At times, it can be tough to filter through the noise in the stock market.
Noise comes in so many different forms.
Investors can make noise out of the smallest news nugget, or downplay a more impactful item.
A company itself can create noise for its stock by not giving complete details, or by leaving key items out of a conference call. It spirals into different interpretations and creates a noisy stock price.
Navigating a noisy market and figuring out what has actual implications is a difficult task.
However, this is a task I enjoy. It’s my passion to filter through every aspect of the market and figure out how to profit.
I have one opportunity for you today that comes with a lot of noise. But don’t worry, I’ll filter through it for you today, and you’ll see why this is an excellent opportunity right now.
An Iconic American Brand
As I mentioned, there are various types of noise in the market that move stock prices.
Our focus today is on social media, specifically President Donald Trump’s Twitter account.
He is not known to be shy, sending many tweets in knee-jerk fashion.
And the stock market reacts.
The latest example is Trump’s Twitter tirade on iconic American brand Harley-Davidson Inc. (NYSE: HOG).
Before I give you the details in case you missed out on the lashing, I wanted to point out that this isn’t Trump’s first Twitter attack.
He has went after numerous companies that didn’t see eye-to-eye with him.

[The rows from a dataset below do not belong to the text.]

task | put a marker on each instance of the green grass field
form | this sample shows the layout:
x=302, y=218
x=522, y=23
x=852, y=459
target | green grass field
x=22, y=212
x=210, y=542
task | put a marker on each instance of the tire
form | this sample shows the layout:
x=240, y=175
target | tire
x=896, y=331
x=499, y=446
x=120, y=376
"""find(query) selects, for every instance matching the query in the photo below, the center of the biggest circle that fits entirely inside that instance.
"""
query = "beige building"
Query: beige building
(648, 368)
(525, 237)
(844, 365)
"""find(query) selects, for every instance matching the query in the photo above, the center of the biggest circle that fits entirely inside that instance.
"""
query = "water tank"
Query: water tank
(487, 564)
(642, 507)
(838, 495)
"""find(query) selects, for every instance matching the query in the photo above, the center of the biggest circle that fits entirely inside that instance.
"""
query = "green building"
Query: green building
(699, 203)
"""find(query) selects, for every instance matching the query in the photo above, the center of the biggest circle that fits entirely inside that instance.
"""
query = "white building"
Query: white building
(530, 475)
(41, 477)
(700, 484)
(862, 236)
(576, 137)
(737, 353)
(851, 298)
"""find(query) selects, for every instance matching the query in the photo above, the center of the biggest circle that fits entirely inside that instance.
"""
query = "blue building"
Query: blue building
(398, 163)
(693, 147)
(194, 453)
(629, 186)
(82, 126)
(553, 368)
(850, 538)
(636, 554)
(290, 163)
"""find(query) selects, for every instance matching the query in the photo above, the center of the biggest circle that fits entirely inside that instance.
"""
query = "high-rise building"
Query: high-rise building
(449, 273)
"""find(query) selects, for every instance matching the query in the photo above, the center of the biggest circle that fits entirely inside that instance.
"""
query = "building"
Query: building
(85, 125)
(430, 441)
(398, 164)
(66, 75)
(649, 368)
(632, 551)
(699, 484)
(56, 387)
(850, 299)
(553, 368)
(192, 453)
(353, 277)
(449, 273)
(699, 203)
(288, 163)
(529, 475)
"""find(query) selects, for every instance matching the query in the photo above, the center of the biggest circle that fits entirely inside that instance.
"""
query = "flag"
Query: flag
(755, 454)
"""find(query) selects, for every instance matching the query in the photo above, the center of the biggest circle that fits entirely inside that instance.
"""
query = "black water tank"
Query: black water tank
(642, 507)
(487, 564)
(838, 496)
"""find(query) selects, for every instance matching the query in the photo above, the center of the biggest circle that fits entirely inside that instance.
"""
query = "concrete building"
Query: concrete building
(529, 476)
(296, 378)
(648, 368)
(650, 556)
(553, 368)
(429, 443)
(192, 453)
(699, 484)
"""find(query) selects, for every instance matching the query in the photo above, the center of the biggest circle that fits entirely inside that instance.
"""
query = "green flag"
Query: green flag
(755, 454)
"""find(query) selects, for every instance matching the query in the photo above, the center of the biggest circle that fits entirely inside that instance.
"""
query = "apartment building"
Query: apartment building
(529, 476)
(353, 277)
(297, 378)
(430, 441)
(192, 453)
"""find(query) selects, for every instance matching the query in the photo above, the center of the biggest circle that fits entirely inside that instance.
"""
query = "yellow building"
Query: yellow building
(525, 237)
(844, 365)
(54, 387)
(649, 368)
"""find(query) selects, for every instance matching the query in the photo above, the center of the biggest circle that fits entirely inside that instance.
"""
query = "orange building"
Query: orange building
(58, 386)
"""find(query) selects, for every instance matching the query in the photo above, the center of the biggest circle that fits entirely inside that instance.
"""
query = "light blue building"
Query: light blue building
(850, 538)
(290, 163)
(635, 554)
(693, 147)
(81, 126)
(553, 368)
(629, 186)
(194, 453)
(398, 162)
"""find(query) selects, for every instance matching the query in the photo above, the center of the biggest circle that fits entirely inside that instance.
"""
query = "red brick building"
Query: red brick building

He focused on Amazon.com Inc. (Nasdaq: AMZN) for several days before moving on. Then Facebook Inc. (Nasdaq: FB) and other media companies.
It’s important to point out that most companies he targets see a negative price action initially, falling multiple percent in quick fashion.
But when the dust settles from the Twitter chaos, share prices rebound, and the stocks continue higher as if Trump never threatened the company.
This is a pattern we can exploit with Harley-Davidson, but there’s a bit more to this trade — Harley-Davidson is making the right moves.
Since Trump’s Twitter power is only a short-lived noisemaker, let’s look at the opportunity with Harley-Davidson.
The Tariff Game
Trump’s focus on Harley-Davidson stems from the company’s announcement that it plans to shift some manufacturing to Europe. The company has stated the move is to avoid the stiff tariffs the European Union is imposing in response to Trump’s trade policy.
Trump feels like Harley-Davidson is quitting on America, and he threatened to tax it like never before.
By the way, similar threats were made to other companies, with time and time again showing that Trump’s bark is louder than his bite.
The reality of the situation is that Trump wants to play the tariff game.
Well, this is how tariffs work.
Companies are going to seek the cheapest way to produce and sell their items. As countries announce retaliatory trade tariffs in response to ours, there are going to be changes that have to be made.
Such as Harley-Davidson following its target growth market: international markets.
Yes, Harley-Davidson is an iconic American brand and had yet to manufacture overseas. But with growth in the U.S. peaking for the company amid a struggle to attract the next generation of riders, focus has shifted to the enormous growth potential that exists outside of America.
Europe, by the way, is its second-largest consumer market. The company is set to expand throughout Asia as well to find growth and help balance out the company’s operations.
And Trump’s Twitter spat could signal a bottom for the stock. Let me explain…
Now’s the Time to Buy
Harley-Davidson has been struggling with sales. U.S. growth is sluggish for the motorcycle maker, and overseas is where it can still find growth.
With the potential for higher costs in the markets it is looking to find growth in, the tariffs would be a major setback.
That’s why it’s a no-brainer to move production closer to avoid paying those tariffs. This will allow the company to compete with other manufacturers on an even level.
I’m not saying the tariffs are fair or right. But in a world where tariffs exist and are going through changes, these types of things are going to happen.
Now that the company has had a public spat with the president, investors will pay attention.
They’ll see how committed Harley-Davidson is to creating value for shareholders, rather than to pleasing the president.
This is a stock that has steadily declined more than 30% since 2014, with few buying opportunities along the way.
Well, if you have been looking for a chance to own shares of Harley-Davidson, now’s the time.
With a 3.3% dividend yield, and trading at just 14 times earnings versus an average of 24 times earnings for stocks in the S&P 500 Index, we are looking at a cheap stock that is making the right moves to position itself for growth.